20 Anything that she lies upon in her (state of) being-apart becomes tamei, 
anything that she sits upon becomes tamei.
21 Anyone who touches her lying-place is to scrub his garments and wash in water, 
and will remain-tamei until sunset.
22 Anyone who touches any vessel that she sat upon is to scrub his garments and wash in water, 
and will remain-tamei until sunset.
23 Whether it is upon the lying-place or upon the vessel that she has sat upon,
on touching it he will remain-tamei until sunset.
24 And if a man lies, yes, lies with her, so that her (state of) being-apart is upon him, 
he will remain-tamei for seven days,
any place-of-lying upon which he lies becomes tamei.
25 Now a woman-when the flow of her blood flows for many days, when it is not the time of her being-apart,
or when it flows out over-and-above her being-apart, 
all the days of her tamei flow she shall be like (during) the days of her being-apart,
she is tamei.
26 Any lying-place upon which she lies, all the days of her flow, shall be for her like the lying-place (during) her being-apart, 
and any vessel that she sits upon shall be tamei, like the tum’a of her being-apart.
27 Whoever touches them becomes tamei;
he is to scrub his garments and wash in water,
and will remain-tamei until sunset.
28 Now when she is purified from her flow, 
she is to number seven days, 
and afterward, she becomes pure.
29 And on the eighth day she is to take herself two turtledoves or two young pigeons 
and is to bring them to the priest, to the entrance of the Tent of Appointment.
30 The priest is to sacrifice the one as a hattat-offering and the other as an offering-up,
the priest is to effect-purgation for her before the presence of YHVH, from her tamei flow.

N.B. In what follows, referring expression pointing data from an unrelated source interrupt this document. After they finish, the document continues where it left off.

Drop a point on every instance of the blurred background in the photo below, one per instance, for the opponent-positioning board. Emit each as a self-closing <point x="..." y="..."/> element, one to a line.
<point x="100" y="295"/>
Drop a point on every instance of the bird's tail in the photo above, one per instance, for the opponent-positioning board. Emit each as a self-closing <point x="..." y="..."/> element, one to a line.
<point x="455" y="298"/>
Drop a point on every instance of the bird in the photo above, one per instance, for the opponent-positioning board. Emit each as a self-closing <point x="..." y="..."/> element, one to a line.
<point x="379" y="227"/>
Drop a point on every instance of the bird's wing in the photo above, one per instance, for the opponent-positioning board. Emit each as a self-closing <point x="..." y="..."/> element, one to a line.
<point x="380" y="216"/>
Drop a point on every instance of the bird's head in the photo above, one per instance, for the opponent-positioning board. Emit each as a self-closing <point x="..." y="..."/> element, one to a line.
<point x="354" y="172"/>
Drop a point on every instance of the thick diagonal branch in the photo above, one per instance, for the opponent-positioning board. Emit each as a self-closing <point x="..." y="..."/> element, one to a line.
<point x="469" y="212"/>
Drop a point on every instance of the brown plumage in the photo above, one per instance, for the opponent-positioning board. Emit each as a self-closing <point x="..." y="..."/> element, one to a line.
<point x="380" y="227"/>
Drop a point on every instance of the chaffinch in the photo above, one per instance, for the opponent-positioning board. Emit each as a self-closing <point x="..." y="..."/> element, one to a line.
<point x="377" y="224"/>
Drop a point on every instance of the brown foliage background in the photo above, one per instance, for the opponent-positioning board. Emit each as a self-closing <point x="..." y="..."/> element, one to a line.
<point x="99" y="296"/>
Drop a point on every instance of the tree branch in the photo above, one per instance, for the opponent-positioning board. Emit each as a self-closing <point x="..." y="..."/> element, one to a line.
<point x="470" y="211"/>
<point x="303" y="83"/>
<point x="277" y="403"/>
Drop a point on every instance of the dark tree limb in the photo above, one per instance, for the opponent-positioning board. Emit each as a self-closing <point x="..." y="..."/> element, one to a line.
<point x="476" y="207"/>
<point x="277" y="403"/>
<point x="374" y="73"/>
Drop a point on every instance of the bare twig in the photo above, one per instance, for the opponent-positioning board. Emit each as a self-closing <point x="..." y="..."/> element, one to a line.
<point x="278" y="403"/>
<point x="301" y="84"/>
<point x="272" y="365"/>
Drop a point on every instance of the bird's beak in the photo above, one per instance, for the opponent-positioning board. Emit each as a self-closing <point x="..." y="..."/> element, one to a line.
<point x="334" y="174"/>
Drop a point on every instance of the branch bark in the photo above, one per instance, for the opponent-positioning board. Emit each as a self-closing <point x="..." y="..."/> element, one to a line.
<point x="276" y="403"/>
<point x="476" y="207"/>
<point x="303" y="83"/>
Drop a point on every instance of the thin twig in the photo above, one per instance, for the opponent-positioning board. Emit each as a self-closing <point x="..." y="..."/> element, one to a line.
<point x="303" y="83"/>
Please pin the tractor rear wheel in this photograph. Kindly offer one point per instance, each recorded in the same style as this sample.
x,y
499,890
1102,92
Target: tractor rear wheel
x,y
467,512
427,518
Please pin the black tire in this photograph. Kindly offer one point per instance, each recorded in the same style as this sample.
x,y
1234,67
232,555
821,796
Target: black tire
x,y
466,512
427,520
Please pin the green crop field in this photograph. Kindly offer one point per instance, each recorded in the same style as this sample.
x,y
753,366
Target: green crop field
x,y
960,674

31 You are to have the Children of Israel avoid their tum’a, 
that they not die from their tum’a
when they make my Dwelling tamei that is in their midst.
32 This is the Instruction for the one-with-a-flow 
and for (one) from whom goes out an emission of seed, becoming tamei thereby,
33 and for one infirm in her (state of) being-apart, for one who has-a-flow with his flow, male or female, 
and for a man that lies with a tamei-woman.